Allocation d’Autonomie : Bonne nouvelle pour les victimes d’accidents, Mauvaise nouvelle pour les assureurs !

La Cour de cassation vient de mettre un terme à l’attente portée du principe de réparation intégrale des préjudices au bénéfice des victimes et en corrigeant les erreurs de la Cour d’appel qui avait donné raison aux assureurs qui eux-mêmes avaient convaincu certains avocats qu’il fallait déduire l’Allocation de Personnalisée d’Autonomie (APA) du préjudice de tierce personne.

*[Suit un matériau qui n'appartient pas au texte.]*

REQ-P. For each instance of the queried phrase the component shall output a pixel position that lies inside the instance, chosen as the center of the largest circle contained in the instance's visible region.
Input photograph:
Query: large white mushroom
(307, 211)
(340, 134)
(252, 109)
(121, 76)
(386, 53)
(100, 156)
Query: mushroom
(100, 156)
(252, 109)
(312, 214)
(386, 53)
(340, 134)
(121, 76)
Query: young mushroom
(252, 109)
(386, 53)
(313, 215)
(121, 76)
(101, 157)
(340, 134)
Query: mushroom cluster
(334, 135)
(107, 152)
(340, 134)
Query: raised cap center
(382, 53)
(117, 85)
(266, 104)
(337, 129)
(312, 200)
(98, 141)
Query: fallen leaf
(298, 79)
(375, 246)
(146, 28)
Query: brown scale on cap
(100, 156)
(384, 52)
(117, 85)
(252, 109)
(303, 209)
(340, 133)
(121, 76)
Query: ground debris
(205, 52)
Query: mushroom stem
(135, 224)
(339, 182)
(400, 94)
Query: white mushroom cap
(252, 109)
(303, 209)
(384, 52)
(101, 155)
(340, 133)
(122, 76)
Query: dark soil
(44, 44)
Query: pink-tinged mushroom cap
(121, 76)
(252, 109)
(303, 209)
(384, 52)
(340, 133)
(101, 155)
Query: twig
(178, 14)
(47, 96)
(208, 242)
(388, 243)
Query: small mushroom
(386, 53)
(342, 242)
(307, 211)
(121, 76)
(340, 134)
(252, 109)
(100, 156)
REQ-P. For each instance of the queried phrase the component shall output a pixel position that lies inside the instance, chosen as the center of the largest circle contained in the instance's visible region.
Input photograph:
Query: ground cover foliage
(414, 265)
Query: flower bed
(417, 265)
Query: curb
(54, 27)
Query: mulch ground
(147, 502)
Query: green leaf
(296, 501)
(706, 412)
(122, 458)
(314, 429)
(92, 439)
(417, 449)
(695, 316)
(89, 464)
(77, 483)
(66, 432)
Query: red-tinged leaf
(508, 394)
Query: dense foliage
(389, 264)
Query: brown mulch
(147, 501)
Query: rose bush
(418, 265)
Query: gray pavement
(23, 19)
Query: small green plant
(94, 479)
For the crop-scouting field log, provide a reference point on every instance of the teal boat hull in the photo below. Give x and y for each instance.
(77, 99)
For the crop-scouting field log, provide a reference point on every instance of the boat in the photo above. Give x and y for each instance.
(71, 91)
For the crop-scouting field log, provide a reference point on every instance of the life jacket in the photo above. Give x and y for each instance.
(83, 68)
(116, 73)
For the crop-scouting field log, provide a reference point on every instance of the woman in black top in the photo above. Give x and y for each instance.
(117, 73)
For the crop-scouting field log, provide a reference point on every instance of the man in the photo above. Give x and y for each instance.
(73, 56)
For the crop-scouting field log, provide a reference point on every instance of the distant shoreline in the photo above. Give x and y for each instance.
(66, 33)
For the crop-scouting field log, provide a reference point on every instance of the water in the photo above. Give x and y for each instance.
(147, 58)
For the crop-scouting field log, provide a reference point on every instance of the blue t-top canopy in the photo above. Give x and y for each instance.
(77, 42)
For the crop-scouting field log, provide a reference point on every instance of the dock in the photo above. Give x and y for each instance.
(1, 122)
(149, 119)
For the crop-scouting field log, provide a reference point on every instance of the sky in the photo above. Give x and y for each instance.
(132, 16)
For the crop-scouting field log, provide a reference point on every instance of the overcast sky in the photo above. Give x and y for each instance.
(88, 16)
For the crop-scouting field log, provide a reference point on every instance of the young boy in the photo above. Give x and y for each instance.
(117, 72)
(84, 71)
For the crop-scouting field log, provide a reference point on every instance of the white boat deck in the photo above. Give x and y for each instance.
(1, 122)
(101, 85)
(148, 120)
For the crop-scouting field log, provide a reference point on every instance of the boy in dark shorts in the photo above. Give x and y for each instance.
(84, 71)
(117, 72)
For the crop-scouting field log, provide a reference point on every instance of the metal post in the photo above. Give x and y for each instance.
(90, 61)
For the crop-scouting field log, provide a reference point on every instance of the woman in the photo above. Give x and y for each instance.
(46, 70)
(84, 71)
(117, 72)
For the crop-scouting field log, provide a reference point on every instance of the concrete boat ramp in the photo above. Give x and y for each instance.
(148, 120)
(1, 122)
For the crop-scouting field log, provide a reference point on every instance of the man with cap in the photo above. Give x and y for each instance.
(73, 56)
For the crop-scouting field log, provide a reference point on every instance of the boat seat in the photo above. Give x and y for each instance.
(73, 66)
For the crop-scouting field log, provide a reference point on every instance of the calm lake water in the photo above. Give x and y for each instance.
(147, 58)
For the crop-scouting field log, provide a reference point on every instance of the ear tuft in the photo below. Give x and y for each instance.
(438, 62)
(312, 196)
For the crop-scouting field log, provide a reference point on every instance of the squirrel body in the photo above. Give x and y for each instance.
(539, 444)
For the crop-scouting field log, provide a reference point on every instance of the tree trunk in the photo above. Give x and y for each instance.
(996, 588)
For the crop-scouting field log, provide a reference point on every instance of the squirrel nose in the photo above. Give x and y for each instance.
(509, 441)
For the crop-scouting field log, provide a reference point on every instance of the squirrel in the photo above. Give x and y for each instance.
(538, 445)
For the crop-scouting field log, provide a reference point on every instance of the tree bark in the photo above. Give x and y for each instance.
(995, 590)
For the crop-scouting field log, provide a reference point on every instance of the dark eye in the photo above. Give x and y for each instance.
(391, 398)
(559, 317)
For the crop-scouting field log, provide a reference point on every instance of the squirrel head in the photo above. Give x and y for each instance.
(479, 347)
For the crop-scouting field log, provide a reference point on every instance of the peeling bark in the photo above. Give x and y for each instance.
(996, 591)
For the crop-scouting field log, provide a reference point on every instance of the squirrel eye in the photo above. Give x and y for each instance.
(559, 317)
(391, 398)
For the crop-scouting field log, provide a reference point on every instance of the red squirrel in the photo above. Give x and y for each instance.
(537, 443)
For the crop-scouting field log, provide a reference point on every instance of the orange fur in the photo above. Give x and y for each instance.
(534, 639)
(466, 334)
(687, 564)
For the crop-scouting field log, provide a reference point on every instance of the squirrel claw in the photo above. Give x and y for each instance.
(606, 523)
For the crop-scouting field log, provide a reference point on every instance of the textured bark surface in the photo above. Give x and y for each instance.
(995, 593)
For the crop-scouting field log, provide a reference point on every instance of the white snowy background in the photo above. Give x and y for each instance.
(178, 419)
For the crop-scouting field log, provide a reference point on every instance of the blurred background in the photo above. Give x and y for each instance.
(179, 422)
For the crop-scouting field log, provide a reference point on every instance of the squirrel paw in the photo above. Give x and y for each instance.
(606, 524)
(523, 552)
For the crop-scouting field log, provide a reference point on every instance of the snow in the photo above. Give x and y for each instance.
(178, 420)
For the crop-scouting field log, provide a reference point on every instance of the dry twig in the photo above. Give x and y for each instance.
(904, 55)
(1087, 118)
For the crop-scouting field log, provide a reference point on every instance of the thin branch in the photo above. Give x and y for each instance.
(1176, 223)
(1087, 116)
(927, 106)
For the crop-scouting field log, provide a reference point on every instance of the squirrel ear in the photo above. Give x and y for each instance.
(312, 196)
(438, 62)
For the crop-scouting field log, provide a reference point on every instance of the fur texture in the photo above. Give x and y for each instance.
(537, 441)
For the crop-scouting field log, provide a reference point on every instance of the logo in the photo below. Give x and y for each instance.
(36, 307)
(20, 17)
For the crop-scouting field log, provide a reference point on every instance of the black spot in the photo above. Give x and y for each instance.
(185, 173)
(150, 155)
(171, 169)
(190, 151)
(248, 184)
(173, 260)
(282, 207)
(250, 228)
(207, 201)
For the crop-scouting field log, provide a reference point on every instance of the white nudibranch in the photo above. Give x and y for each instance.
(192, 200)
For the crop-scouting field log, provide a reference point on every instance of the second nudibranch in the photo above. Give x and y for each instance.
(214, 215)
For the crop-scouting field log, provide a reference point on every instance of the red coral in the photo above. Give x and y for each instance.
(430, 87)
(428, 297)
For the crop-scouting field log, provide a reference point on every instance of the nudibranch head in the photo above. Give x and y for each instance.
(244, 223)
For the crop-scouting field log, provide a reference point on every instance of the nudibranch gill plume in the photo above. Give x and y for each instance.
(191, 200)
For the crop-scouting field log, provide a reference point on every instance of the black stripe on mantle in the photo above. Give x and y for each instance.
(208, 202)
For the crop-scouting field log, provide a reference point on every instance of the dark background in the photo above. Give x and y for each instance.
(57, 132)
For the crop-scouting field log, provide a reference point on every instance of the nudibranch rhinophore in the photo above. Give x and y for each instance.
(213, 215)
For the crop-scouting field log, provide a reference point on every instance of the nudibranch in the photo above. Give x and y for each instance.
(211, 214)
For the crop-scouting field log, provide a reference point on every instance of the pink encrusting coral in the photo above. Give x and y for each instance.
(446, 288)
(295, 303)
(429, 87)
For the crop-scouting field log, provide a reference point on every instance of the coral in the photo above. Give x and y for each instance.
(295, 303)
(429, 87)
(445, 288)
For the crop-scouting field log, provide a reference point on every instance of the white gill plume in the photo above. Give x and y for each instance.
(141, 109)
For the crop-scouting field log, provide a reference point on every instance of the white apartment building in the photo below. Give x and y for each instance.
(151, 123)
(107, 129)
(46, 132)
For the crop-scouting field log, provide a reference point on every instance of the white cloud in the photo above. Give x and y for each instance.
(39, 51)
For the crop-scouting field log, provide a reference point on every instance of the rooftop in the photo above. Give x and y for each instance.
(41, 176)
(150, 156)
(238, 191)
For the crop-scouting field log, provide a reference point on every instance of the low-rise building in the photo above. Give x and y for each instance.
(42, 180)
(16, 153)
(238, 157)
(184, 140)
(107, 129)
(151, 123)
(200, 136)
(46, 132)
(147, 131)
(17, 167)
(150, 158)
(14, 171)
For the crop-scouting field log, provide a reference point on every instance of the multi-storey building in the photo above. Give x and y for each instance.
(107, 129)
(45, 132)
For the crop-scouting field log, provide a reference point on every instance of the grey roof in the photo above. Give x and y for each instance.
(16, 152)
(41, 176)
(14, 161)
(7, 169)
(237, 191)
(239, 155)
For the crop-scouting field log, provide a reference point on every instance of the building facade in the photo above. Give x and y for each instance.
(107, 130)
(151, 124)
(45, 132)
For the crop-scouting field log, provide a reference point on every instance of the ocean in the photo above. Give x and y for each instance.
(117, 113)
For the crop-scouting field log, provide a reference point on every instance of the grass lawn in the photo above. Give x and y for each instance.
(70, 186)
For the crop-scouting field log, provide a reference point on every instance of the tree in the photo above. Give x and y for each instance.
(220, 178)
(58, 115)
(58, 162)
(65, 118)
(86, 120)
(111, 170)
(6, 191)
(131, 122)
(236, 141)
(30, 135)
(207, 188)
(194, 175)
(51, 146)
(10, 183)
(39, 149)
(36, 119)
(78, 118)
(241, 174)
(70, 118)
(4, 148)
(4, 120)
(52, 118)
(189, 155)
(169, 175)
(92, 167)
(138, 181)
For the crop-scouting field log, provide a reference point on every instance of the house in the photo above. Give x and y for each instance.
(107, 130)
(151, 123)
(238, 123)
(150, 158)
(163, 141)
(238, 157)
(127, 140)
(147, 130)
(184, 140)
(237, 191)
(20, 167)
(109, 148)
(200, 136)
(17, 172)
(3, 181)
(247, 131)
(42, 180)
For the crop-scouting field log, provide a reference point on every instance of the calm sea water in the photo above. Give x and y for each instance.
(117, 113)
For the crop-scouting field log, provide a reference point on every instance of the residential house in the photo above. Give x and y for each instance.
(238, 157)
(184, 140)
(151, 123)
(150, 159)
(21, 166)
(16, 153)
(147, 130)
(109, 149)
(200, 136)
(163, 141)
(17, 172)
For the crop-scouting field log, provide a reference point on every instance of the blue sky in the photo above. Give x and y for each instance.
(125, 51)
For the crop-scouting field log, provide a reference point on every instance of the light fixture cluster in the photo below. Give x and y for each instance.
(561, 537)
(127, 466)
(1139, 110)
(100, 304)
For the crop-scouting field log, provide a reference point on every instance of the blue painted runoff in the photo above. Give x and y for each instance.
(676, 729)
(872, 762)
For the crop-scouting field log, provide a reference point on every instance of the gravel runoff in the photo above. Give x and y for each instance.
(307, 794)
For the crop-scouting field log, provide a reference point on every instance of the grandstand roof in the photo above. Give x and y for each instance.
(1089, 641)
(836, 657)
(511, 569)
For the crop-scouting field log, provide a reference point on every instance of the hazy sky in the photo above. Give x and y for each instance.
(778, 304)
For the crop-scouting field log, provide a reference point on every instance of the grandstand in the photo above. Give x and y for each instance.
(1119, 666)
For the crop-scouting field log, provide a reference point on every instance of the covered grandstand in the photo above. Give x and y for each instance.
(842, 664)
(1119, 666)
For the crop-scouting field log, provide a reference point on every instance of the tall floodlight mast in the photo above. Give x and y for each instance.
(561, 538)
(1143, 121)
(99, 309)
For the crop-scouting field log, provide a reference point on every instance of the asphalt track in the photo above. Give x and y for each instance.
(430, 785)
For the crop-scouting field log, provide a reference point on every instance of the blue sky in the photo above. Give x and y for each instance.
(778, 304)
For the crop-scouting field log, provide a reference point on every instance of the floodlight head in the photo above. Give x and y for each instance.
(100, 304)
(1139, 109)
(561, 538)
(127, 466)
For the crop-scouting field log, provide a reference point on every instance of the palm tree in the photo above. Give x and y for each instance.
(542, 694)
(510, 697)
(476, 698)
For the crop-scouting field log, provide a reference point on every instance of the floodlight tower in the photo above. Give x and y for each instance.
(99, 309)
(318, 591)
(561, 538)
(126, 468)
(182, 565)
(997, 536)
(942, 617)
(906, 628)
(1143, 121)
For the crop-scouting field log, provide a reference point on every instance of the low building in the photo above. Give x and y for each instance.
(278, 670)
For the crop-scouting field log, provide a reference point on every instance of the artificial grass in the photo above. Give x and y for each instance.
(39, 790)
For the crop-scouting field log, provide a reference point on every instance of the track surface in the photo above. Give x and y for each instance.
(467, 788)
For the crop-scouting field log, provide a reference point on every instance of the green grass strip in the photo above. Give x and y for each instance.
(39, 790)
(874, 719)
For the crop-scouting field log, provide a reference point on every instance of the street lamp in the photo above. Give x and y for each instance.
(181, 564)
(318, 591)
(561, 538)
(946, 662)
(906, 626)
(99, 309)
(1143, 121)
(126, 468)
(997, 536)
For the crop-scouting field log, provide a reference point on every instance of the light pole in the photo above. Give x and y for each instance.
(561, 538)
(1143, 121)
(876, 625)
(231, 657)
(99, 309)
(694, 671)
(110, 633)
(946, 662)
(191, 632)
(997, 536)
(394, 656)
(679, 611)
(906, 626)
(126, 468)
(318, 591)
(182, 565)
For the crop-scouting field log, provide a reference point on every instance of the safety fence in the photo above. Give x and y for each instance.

Nous conseillons donc aux avocats qui ont signé des transactions amiables avec des assureurs de dénoncer ces accords, afin que les compagnies restituent aux victimes ce qu’elles ont déduit, sachant au demeurant que les sommes en jeu sont importantes !

D’autant que cette allocation date de la loi du 20 juillet 2001, concernant les personnes de plus de 60 ans qui se trouve dans l’incapacité d’assumer les conséquences du manque ou de la perte d’autonomie liés à l’état physique ou mental.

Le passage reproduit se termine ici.